Diet: the best foods for disease

Fight diseases with the right diet

For respiratory or gastrointestinal disorders, many people resort to home remedies such as chicken soup or hot tea to fight the disease. But can food really help you get better faster? Yes, says nutritionist Andrea Dunn. In a contribution by the renowned Cleveland Clinic (USA), she explains that the right diet can help fight diseases.

While there is no specific food that can cure a disease, eating the right food can sometimes help alleviate symptoms and help you feel better. However, remember that what works for one person may not work for another person, the expert says. The best thing to do when you are uncomfortable is to focus on what is helping you.

Diet for and against dehydration

If you are sick and you are not feeling well, you may not have an appetite or feel like you are not “putting down”. However, if you don’t eat or drink, dehydration can develop quickly.

“When we’re sick and not feeling well, dehydration often plays a big role,” explains Dunn. “This could be due to vomiting or running to the bathroom every five minutes. Or you feel so sick that you simply have no appetite. ”

According to the nutritionist, dehydration is an enormous health hazard. Those who are severely dehydrated could pass out and hit their heads. Moderate to severe dehydration requires prompt medical treatment. If left untreated, dehydration can cause urinary or kidney problems, seizures, and even life-threatening.

Here are some things to eat and drink when you are dehydrated or to avoid becoming dehydrated:

Drinks: It doesn’t matter if it’s hot, cold, or room temperature – any type of liquid will help fight dehydration. Just try to drink evenly throughout the day. Water is ideal, but coffee, tea, juice or other drinks also contribute to hydration.

Soup: There’s a reason chicken noodle soup is popular with most people if they’re not comfortable. It is usually more filling than regular water because it contains more calories, protein and vitamins. It’s also a good source of fluids and electrolytes. However, if this traditional soup doesn’t suit you, try other types of soups and broths for extra calories and fluids.

Foods with high fluid content: If you have difficulty drinking fluids, you should watch out for foods with high fluid content.

Fruit: Fresh fruit contains many important vitamins, minerals, and antioxidants that your body needs – even when you are not sick! The consumption of fruits causes a nutrient boost as well as a hydration. We recommend juicy fruits, which mainly consist of water, such as melons, berries, oranges and grapes.

What to eat if you have gastrointestinal problems

If you have diarrhea, the food moves too quickly through your body. To slow this process down, foods that contain soluble fiber should be selected. These act as thickeners and help to slow down the stool.

According to Ms. Dunn, caffeine and sugar alcohols should be avoided or restricted in gastrointestinal problems. Caffeine can overstimulate your digestive system and make diarrhea worse. Sugar alcohols are fermented by the colon bacteria, which can lead to gas, stomach pain and more diarrhea.

Here’s what you can eat and drink when your gut is sick:

Everything according to the BRAT diet: Put on the so-called BRAT diet, i.e. bananas, rice, applesauce and toast. Most people with diarrhea can tolerate some of these foods.
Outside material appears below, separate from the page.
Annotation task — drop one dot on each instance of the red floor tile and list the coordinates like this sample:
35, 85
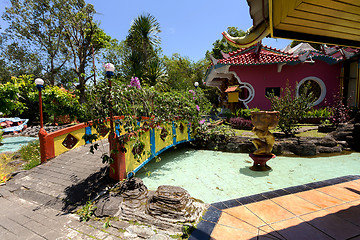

Mild foods: While not particularly exciting, very simple and bland foods can help relieve symptoms. Try pasta, dry cereal, oatmeal, bread, and crackers. But boring doesn’t mean you can’t add protein or vegetables to the mix if you feel like it! Try rice and baked chicken breasts or cheese and crackers.

Some Fruits and Vegetables: Try adding boiled or baked potatoes, winter squash, baked apples, applesauce, or bananas to your diet.

Diet for nausea or abdominal pain

From gastrointestinal flu to food poisoning and pregnancy – nausea can have a massive impact on the quality of life. “If you feel bad or have a stomach ache, you should really try to eat every few hours,” recommends Dunn. If you feel sick, she recommends the following foods:

Ginger: This spice is known for its anti-nausea effects. Try ginger schnapps, ginger ale, ginger tea or suck on ginger candy. You can also try crystallized ginger, which is softer, tougher and lightly coated with sugar.

Dry foods: If you feel sick, try nibbling on a few dry foods every few hours. Try pretzels, dry granola, toast, or simple crackers.

Cold foods and low-odor foods: Since smells can cause nausea (especially during pregnancy), cold foods can be good choices. Try fruit, yogurt, or ice cream. Even sucking on an ice cube is a great way to keep yourself hydrated.

Refill food supplies

Anyone who suffers from the flu or the common cold wants and should stay at home and not spread the infection. Hence, in case you or someone in your house gets sick, there should be sufficient food supplies. The nutritionist recommends always having a selection of teas, juices, canned fruit and vegetables and crackers at home. And: “Put a few pieces of bread in the freezer so that you have it at hand.”